SPidge Tales

Tuesday, May 15, 2007

Becoming Famous? No, It Ain't Worth It

MTV has a TV show called Real World/Road Rules Challenge. It is a competition between former cast members of the reality TV series’ Real World and Road Rules. A show like this exists solely because Real World-ers and other reality “stars” cannot let go of their fifteen minutes of fame. After finding out that reality TV does not turn participants into real celebrities, they latch onto any D or F List event, failing to see obscurity as a more attractive option than fame.

Yes, it is better not to be famous. We live in a narcissistic culture that tells us fame and renown are around the corner. Worse, unlike in the old days (the 1990’s), when you actually had to work hard (Bill Gates; Warren Buffett) or have a special world class talent (pro athletes; movie stars; rock stars) to become rich and famous, nowadays reality TV and the Internet give us the illusion that celebrity is in the grasp of Every Man. People really believe they can become famous by applying to be on Real World and Survivor.[1] People really believe they can become famous by posting YouTube Videos and writing blogs.[2] Even Time Magazine bought into this fad by naming YOU as person of the year, complete with a mirror shaped like a computer screen on the cover.

Reality TV stars are like those weird kids you knew in high school who did things like color their hair purple. They feared not getting any attention, and believed that bad attention is worse than not getting noticed at all. Instead of being unique or special, they blended in with the other outcasts.
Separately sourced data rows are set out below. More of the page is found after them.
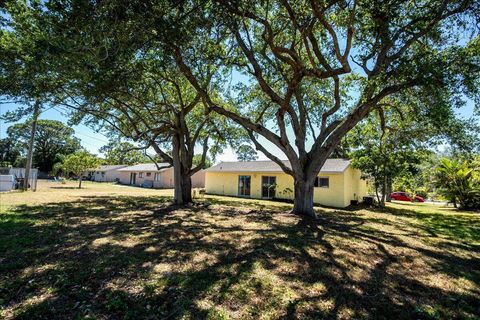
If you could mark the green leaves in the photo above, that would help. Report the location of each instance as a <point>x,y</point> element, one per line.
<point>459,182</point>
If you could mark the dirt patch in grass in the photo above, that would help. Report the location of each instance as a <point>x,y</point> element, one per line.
<point>113,256</point>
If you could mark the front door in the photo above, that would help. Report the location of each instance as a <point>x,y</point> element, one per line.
<point>133,178</point>
<point>244,185</point>
<point>268,187</point>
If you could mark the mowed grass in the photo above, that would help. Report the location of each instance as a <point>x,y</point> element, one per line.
<point>116,252</point>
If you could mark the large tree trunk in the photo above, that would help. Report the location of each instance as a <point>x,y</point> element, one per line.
<point>181,180</point>
<point>36,112</point>
<point>384,191</point>
<point>389,189</point>
<point>303,201</point>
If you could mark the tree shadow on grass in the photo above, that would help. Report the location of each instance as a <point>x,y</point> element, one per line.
<point>140,257</point>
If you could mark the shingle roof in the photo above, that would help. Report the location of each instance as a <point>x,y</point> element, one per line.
<point>145,167</point>
<point>330,166</point>
<point>104,168</point>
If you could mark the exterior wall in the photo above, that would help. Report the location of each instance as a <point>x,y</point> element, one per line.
<point>166,179</point>
<point>333,196</point>
<point>107,176</point>
<point>226,183</point>
<point>198,179</point>
<point>343,187</point>
<point>124,177</point>
<point>355,186</point>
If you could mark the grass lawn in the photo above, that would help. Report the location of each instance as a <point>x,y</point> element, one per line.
<point>116,252</point>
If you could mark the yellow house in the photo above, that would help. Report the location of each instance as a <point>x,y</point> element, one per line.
<point>336,185</point>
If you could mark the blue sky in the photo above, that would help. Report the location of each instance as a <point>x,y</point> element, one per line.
<point>92,141</point>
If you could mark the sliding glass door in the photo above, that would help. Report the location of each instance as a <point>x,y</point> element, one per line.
<point>244,185</point>
<point>268,187</point>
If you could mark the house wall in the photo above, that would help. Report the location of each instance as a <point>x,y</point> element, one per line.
<point>341,190</point>
<point>198,179</point>
<point>124,177</point>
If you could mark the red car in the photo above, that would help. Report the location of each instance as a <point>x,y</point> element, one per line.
<point>402,196</point>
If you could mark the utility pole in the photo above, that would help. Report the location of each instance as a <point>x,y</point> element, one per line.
<point>36,113</point>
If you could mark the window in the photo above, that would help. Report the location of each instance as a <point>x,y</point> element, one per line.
<point>244,185</point>
<point>268,187</point>
<point>322,182</point>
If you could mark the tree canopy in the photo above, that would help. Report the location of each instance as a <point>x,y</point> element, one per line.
<point>52,140</point>
<point>298,74</point>
<point>77,163</point>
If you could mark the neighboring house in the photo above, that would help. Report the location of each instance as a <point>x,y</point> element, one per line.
<point>105,173</point>
<point>336,185</point>
<point>19,175</point>
<point>147,175</point>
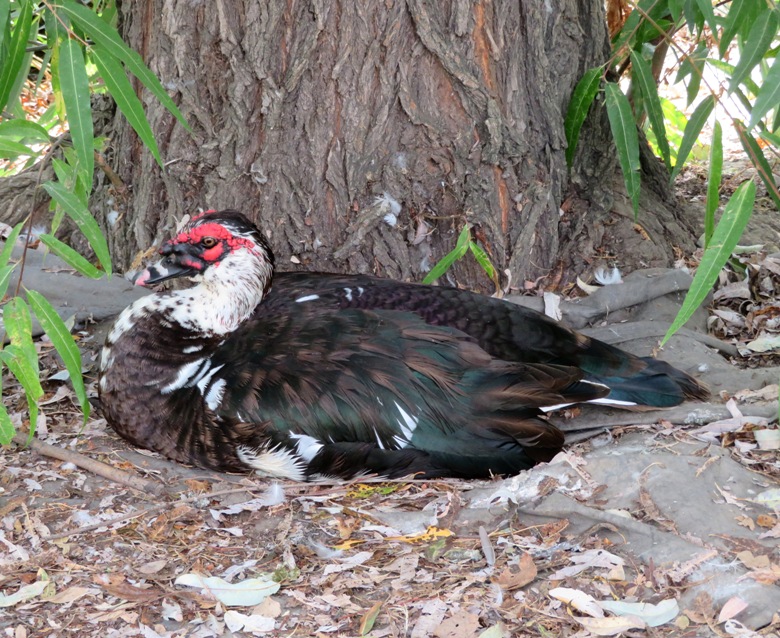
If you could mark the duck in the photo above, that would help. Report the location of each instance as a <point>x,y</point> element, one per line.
<point>318,376</point>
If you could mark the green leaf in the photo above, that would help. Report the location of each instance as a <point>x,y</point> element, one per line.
<point>693,15</point>
<point>18,322</point>
<point>705,6</point>
<point>13,64</point>
<point>646,82</point>
<point>10,241</point>
<point>692,130</point>
<point>80,214</point>
<point>122,91</point>
<point>579,105</point>
<point>6,427</point>
<point>62,340</point>
<point>74,84</point>
<point>5,278</point>
<point>22,129</point>
<point>451,257</point>
<point>107,36</point>
<point>18,328</point>
<point>763,168</point>
<point>5,11</point>
<point>27,375</point>
<point>20,367</point>
<point>768,96</point>
<point>724,240</point>
<point>9,149</point>
<point>621,122</point>
<point>482,259</point>
<point>758,42</point>
<point>738,16</point>
<point>713,182</point>
<point>71,257</point>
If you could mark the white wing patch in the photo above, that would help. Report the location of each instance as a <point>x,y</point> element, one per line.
<point>191,349</point>
<point>203,379</point>
<point>308,446</point>
<point>278,462</point>
<point>214,396</point>
<point>407,423</point>
<point>184,376</point>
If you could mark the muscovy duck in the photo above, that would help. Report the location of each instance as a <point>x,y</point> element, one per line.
<point>325,375</point>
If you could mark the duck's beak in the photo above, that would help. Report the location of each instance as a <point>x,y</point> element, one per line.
<point>177,261</point>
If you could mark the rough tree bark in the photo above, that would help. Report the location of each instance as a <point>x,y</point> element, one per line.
<point>317,117</point>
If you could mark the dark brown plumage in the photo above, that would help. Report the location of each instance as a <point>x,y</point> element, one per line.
<point>337,375</point>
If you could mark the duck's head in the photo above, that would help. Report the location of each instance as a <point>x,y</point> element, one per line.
<point>212,247</point>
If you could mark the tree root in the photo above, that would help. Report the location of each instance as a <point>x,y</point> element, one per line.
<point>96,467</point>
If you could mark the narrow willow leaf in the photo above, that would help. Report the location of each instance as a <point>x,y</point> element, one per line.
<point>482,259</point>
<point>121,90</point>
<point>643,76</point>
<point>579,105</point>
<point>724,240</point>
<point>10,149</point>
<point>18,329</point>
<point>694,17</point>
<point>705,6</point>
<point>621,122</point>
<point>20,367</point>
<point>713,182</point>
<point>692,130</point>
<point>10,242</point>
<point>107,36</point>
<point>71,257</point>
<point>768,96</point>
<point>13,64</point>
<point>6,427</point>
<point>763,168</point>
<point>758,42</point>
<point>5,278</point>
<point>451,257</point>
<point>5,11</point>
<point>62,340</point>
<point>739,13</point>
<point>675,9</point>
<point>74,84</point>
<point>22,129</point>
<point>697,59</point>
<point>28,377</point>
<point>80,214</point>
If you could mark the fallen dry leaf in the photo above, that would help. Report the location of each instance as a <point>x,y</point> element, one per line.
<point>611,626</point>
<point>733,606</point>
<point>517,574</point>
<point>579,600</point>
<point>461,624</point>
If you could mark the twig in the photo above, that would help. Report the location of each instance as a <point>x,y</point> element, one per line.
<point>92,465</point>
<point>143,512</point>
<point>31,216</point>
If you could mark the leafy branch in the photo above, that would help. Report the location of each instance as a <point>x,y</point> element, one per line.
<point>74,39</point>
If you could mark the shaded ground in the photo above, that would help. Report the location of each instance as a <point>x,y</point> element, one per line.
<point>654,513</point>
<point>677,509</point>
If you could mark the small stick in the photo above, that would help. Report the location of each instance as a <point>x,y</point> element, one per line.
<point>92,465</point>
<point>143,512</point>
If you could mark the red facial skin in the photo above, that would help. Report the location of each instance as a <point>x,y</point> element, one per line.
<point>218,232</point>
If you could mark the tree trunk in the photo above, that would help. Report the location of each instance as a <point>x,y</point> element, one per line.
<point>319,119</point>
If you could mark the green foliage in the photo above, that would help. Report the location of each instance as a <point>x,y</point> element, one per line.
<point>464,244</point>
<point>748,28</point>
<point>621,121</point>
<point>82,50</point>
<point>724,240</point>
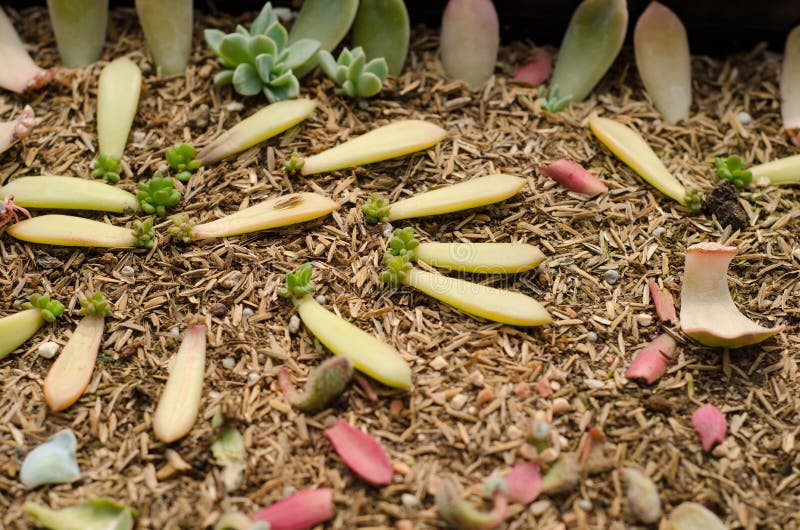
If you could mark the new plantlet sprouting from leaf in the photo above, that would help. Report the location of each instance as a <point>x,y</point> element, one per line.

Even though they had attention, they still didn’t fit in with the cool kids. What they didn’t realize is that being cool is just something you are or you aren’t; unless you are a hot chick in a movie who people can’t tell is hot because she wears glasses and a ponytail, then suddenly lets her hair down and ditches the glasses, you cannot go from being uncool to cool. It just doesn’t happen. Reality TV stars get the same shunning from real famous people. The Real World is not a ticket into the Hollywood inner circle. You need to be famous because of that elusive quality known as “cool;” it can’t come from whoring yourself out to the reality TV executives or coloring your hair purple, depending on whether 15 minutes of fame or high school attention is your goal.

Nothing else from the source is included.